We travel often as a family and it’s never easy. In fact, before any adventure, Willy and I often wonder why in the hell we’re packing our bags, spending the money, getting the hell outta dodge. In some ways I feel like we are constantly trying to escape, to push the wheels a little faster, like when you’re a child and it’s Halloween and you’re going through one of those haunted houses and it’s getting darker so you move a little faster just so you can get to the end a little quicker. Because raising children is hard, and trying. The walls of our own home are, at times, suffocating. Sometimes it’s only beautiful in hindsight. That’s not to say there isn’t beauty in the moment; there is. It’s just so convoluted and messy, like a painting covered in dirt, that your vision—your perspective—gets a little cloudy. It’s why hindsight is so important, why turning back the pages and reflecting can sometimes carry more value than even the present moment. So often, when looking back, I see the painting. Not the dirt.
It’s why I write and reflect on these days. It’s why I take pictures. Because sometimes staying present and ‘in the moment’ (a term so loosely valued these days) is downright stressful. And not feasible. I think of a prisoner of war being held and tortured on a tropical island, trying to take the scenery in while being stabbed in the eye with a burning hot pencil. Hard to do. Parenting? Same same but different.

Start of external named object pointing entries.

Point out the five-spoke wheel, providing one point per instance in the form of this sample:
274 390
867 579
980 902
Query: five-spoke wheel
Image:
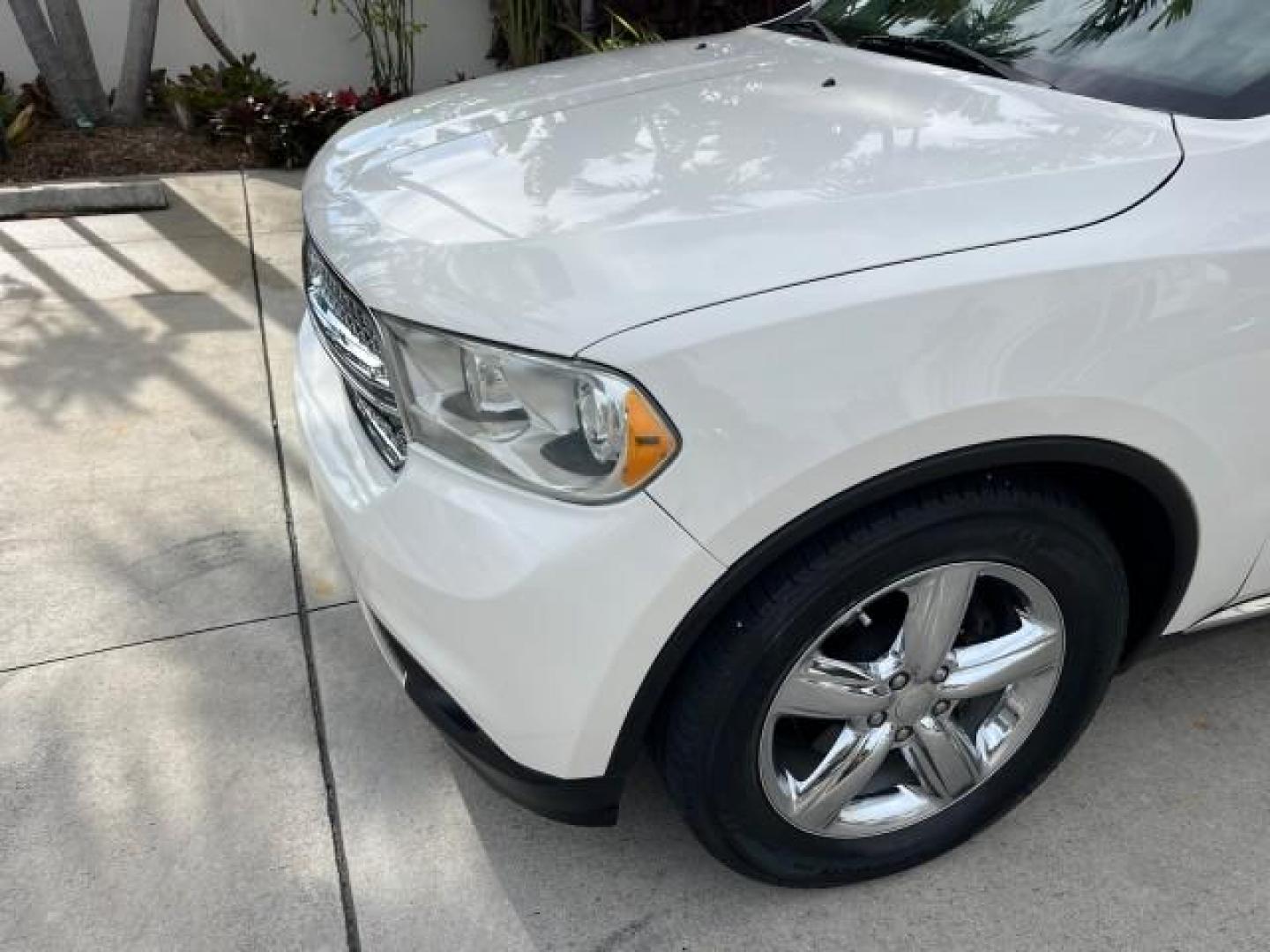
894 739
898 682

The challenge for me, as a mother to three, is finding the time and then clearing my mind so that I can think and reflect. I always knew that I would come to view time in a new light once I became a mother. But I never anticipated the struggle to continue self-growth and self-love; I never before valued the ability to have a clear mind in the way I do today. I harbor an inner commitment to my blog and speak often of it as something I do for my boys, so one day they will know the person behind the woman they only know as ‘mom’. And so they, too, can remember their idiosyncrasies—when they started and how they changed—and gain greater self-awareness. And so they, too, can hold on to the memories. But it’s also for me. Because sometimes the days are filled with nothing but tasks and silly fights only mom can referee and at the end of the day, or in the beginning—before anyone is awake—I like to steal away a few moments for myself. To make space for the clouds to part, for clarity to roll in, and for hindsight to shine brighter than whatever the current struggle is.